Evil Max: I hate it. Those who run from the side! through this narrow gap. Every man hates them.
Rome loves them.
Evil Max: Roma is a gynecologist!!!! to
In general, reading in the toilet is harmful.
The development of hemorrhoids is also promoted by a long sitting at the toilet. When you sit on the toilet, your anus is relaxing. The veins in the anus are filled with blood, which puts pressure on them, and excessive pressure provokes the development of hemorrhoids.
yyy: Thank you, I love, you know, behind a cup of tea to read how the anus is filled with blood.
zzz: I love the hubr because I went to read about the programmer and learned about the anus.
Dear wives with chronic headache syndrome, lovers of sleep and sexual boycott. Thank you for your position. Thanks to you, we unmarried women are not alone.
His nephew is 6 years old. He goes to kindergarten. The children were asked to say words that begin with the letter 'A'. All children are like children: orange, watermelon. It was called: Apocalypse!
Titmouse: Ppc has me
Titmouse: acrybofobia – fear of not understanding the meaning of the read
SkyPidar: bacon cactus sofa?
He walked from the electric car, talking to his wife on the phone.
There were shippers on the move. I say to my wife, wait a moment, I clean up my phone.

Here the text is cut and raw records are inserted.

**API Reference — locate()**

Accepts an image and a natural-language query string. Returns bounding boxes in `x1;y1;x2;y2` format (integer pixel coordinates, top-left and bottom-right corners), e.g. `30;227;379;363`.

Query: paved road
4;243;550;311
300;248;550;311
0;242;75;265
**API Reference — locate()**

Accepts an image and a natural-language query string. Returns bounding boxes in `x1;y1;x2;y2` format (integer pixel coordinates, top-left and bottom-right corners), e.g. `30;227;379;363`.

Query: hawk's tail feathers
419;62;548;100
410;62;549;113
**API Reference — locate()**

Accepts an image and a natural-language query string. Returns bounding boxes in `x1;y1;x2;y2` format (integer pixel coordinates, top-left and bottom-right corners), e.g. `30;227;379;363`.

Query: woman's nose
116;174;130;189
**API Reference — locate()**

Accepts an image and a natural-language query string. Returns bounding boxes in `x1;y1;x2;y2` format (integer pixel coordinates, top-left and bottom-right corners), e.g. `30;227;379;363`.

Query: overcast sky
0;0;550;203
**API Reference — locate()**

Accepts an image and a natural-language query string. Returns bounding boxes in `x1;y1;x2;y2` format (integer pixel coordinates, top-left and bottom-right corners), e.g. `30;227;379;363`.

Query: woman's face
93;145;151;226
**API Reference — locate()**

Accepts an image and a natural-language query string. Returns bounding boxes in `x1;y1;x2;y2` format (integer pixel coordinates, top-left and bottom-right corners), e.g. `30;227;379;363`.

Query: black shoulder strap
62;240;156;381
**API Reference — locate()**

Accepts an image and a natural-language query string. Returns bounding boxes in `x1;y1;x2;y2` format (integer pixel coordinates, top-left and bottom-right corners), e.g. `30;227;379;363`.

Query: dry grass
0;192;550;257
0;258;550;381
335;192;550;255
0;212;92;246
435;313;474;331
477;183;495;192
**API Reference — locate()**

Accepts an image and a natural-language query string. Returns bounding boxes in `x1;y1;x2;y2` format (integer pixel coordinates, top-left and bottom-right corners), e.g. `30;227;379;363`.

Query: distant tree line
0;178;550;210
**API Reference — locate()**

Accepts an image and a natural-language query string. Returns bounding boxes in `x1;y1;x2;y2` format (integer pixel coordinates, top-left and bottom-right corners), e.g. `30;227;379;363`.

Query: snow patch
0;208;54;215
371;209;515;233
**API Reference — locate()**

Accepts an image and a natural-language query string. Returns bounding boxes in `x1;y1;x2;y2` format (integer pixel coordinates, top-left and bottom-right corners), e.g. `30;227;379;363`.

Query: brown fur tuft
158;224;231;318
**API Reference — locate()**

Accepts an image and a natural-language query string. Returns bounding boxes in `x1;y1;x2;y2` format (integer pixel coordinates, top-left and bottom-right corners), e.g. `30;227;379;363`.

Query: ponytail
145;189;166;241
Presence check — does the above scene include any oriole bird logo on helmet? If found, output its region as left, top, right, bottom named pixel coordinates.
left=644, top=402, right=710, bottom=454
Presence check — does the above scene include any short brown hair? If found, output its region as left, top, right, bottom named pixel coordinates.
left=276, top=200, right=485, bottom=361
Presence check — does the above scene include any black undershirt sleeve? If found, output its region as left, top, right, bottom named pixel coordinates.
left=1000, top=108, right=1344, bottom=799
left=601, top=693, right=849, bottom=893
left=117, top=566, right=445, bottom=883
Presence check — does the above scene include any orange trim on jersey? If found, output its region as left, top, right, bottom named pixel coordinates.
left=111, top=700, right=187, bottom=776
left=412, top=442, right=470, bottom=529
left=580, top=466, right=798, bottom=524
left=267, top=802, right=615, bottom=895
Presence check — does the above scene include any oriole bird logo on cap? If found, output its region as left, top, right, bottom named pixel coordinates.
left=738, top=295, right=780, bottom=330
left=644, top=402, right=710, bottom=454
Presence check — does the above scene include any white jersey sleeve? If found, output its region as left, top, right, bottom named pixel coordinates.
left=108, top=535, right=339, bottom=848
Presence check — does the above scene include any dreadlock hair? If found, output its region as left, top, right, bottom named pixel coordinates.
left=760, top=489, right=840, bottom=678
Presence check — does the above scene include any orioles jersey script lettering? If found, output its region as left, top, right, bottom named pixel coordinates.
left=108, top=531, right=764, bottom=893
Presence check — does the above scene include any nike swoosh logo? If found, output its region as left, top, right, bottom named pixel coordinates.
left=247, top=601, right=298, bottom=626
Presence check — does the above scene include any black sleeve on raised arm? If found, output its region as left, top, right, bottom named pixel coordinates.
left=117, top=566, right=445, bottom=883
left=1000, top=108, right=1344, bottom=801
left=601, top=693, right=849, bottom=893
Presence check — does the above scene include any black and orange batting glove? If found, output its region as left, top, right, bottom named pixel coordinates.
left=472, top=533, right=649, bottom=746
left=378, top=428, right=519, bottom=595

I go, see when I get out of the field of sight of the goats. passed them.
I put the phone to my ear and it comes to me.)
Do you trust me?
I’ll build the wall myself.
From the discussion of the news "British scientists identified the most disgusting sound":
The most unpleasant, according to the data obtained, is the sound that a glass bottle makes when passed by a knife.